Re: Q: Filesystem Encoding

2002-07-10 Thread Jungshik Shin


On Wed, 10 Jul 2002, Barry Caplan wrote:

 At 08:43 AM 7/10/2002 -0400, Jungshik Shin wrote:
  In short: should I still stick to ASCII alone in filenames, or are there
  filesystems where I really don't have to anymore? Thanks in advance.
 
   Definitely/unconditionally no for NTFS. As for Linux ext2(and most other
 Unix fs'), unless you mix up UTF-8 and legacy encodings (which you
 wouldn't because you have never used non-ASCII), it's all right to switch
 to UTF-8 and use non-ASCII chars.

 But be aware that such filenames may or may not be able to be
 transferred *across* file systems.

 You're absolutely right. Another related problem is normalization.
For instance, MacOS X uses one NF while NTFS uses another. And, I haven't
dug up what's planned about this on Unix fs and NFS front . Some Unix
fs-related APIs may have to be extended to deal with NF's.

 Not only that, but, although I haven't tested in detail for a while,
 I would not be fully comfortable with middleware that is responsible for
 managing file names across systems either, such as FTP, email attachments,
 and Samba. Particularly in the case of FTP and email, just because one
 client works does not mean another one will.

  Samba 3.0 appears to support Unicode (see
http://sambaaxp.org/xamba_XP_2002/vergeichick.pdf).
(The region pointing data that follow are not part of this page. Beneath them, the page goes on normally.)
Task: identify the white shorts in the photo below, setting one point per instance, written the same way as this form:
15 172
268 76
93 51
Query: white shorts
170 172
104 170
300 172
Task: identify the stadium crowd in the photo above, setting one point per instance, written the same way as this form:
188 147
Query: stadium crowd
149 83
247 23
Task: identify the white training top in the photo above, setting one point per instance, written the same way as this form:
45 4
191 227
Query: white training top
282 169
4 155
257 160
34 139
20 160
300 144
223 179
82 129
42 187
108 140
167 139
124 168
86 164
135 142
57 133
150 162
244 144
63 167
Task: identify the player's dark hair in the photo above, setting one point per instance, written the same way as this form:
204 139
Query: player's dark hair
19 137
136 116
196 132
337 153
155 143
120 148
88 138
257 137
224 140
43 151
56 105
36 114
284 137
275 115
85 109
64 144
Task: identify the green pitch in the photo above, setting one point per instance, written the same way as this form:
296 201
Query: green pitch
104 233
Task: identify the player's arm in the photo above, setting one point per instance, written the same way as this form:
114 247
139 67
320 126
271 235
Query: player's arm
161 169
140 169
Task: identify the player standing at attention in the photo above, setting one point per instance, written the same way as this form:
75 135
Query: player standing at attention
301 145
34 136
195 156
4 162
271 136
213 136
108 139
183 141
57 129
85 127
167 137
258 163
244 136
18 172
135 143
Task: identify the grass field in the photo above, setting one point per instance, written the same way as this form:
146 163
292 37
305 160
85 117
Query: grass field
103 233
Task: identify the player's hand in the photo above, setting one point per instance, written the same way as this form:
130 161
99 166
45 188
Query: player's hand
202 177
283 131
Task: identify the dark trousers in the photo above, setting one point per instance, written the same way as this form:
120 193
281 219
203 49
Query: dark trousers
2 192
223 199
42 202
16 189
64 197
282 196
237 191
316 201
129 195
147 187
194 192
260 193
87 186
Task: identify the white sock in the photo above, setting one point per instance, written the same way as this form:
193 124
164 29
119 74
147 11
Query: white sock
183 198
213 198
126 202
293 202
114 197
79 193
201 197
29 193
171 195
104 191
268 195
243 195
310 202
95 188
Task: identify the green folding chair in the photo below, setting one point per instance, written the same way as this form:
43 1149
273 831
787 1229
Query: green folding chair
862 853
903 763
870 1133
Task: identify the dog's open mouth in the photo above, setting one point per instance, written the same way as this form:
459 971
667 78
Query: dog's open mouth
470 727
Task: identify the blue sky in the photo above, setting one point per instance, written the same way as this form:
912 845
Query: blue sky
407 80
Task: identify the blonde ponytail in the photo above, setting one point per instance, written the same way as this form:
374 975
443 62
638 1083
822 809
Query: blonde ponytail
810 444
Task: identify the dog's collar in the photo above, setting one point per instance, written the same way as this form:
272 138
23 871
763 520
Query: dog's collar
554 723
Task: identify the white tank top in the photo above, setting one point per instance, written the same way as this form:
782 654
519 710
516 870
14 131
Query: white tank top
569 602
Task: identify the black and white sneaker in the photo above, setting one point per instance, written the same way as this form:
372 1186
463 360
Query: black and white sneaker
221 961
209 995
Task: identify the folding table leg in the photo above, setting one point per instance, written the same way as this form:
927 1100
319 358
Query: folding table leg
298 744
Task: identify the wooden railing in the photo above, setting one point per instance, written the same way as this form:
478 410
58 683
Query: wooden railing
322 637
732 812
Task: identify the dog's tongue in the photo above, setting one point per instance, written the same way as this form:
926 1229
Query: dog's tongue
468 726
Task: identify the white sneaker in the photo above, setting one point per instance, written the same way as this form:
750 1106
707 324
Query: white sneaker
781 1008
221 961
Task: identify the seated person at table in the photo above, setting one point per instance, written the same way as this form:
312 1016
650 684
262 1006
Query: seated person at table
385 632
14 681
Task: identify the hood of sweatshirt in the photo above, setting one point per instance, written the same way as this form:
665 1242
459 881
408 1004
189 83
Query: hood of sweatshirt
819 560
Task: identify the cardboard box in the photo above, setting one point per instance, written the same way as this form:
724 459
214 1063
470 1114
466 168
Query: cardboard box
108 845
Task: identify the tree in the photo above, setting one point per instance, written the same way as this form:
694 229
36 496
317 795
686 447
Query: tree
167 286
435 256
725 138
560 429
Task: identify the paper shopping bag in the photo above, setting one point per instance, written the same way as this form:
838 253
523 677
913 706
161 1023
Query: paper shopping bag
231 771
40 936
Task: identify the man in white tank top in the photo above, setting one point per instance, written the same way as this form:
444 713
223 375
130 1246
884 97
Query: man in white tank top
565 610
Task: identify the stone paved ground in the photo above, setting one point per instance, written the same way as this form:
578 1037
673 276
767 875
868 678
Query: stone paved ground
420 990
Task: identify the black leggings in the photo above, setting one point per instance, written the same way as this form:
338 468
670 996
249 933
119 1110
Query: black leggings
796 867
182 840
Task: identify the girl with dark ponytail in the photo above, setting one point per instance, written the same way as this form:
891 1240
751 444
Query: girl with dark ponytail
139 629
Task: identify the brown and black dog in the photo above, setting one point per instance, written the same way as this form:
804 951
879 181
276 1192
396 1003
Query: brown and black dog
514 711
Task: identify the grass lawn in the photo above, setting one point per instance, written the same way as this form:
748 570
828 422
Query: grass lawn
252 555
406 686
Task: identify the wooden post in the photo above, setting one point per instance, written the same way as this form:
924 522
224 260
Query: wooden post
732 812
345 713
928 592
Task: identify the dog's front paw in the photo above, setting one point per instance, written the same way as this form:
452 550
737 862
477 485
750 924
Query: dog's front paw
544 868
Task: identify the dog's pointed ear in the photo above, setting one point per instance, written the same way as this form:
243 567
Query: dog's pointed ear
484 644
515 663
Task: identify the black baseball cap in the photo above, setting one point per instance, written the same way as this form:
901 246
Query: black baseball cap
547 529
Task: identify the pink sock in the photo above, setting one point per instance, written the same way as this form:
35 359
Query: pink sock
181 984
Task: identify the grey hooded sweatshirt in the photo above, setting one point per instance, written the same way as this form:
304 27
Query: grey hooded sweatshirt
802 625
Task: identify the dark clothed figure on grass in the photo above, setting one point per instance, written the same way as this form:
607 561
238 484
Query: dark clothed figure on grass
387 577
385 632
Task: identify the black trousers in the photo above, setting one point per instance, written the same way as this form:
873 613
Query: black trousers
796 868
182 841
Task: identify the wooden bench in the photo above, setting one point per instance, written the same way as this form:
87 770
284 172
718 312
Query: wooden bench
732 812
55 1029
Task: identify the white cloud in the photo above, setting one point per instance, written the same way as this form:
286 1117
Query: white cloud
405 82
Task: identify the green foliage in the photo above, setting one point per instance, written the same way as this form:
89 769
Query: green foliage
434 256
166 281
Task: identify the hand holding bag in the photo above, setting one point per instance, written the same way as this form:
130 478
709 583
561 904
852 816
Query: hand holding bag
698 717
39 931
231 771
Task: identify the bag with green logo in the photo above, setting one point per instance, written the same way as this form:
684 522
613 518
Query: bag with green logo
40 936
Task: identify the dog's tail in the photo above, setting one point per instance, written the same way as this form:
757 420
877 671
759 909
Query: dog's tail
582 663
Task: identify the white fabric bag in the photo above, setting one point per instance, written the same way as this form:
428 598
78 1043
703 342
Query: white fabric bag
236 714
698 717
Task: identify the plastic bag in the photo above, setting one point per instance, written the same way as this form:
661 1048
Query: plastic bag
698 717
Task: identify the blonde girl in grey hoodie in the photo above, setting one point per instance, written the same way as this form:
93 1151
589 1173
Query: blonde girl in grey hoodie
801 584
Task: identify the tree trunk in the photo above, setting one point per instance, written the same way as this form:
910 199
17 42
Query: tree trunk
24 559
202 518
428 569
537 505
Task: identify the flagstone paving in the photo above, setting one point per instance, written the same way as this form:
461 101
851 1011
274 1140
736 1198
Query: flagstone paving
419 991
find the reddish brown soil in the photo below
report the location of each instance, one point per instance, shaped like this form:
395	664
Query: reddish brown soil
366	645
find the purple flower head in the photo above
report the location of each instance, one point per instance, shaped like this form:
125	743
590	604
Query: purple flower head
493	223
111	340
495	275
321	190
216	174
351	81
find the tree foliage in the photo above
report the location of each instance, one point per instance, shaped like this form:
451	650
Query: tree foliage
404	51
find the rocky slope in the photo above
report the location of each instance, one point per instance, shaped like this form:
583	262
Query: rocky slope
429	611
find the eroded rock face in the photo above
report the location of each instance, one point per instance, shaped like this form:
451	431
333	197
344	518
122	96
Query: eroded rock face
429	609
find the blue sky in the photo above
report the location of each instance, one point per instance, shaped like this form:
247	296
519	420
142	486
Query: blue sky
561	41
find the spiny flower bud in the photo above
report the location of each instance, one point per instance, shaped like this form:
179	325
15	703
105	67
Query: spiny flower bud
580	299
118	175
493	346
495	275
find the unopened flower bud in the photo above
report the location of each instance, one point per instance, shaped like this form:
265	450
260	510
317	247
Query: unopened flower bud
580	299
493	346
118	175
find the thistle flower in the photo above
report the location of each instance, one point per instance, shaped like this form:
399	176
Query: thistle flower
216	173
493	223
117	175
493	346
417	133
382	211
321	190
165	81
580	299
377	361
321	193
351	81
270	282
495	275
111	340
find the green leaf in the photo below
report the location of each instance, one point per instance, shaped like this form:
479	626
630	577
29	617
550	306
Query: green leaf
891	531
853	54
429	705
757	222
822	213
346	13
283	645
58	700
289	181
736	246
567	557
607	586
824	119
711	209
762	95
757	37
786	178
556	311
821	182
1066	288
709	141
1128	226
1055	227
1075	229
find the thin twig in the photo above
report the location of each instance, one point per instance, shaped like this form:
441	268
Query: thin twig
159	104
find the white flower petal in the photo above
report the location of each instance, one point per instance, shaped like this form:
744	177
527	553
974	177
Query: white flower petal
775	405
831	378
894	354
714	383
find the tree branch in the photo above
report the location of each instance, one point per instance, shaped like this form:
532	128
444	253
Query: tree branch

BTW, from my own
experience, I know that codepage-based (non-unicode encoding) support
in samba 2.x works well between Win2k and Unix.

  As for email attachment, one should stick to IETF RFC 2231. Of course,
not all email clients are compliant to RFC 2231(Mozilla and Pine
are among the compliant), but I think that's the best way to get
your filenames across. Even fewer web clients and servers abide by RFC
2231(actually, I haven't seen any. None of Mozilla 1.x, Lynx 2.8, and MS
IE 6 supports this.)  when it comes to http Content-Disposition header
(the same header used for email attachment). Hopefully, this will change.
(e.g. http://bugzilla.mozilla.org/show_bug.cgi?id=155949)

  Some IETF drafts and RFCs have been written about I18N of FTP
and are available at
http://www.ietf.org/html.charters/ftpext-charter.html.
By any means, this is not to say that one can right now use
Unicode(UTF-8) for FTP except when one uses Kermit.

 Also keep in mind that even if the file name transfers exactly correct,
 there is no guarantee, except, for ASCII characters, that the system
 will have fonts to display the file name.

  Well, not being able to display is a problem of a different dimension
than not being able to get filenames across intact. Moreover,
two parties exchanging filenames, say, in Chinese/Finnish/Thai/...
are likely to have necessary fonts.

  Jungshik Shin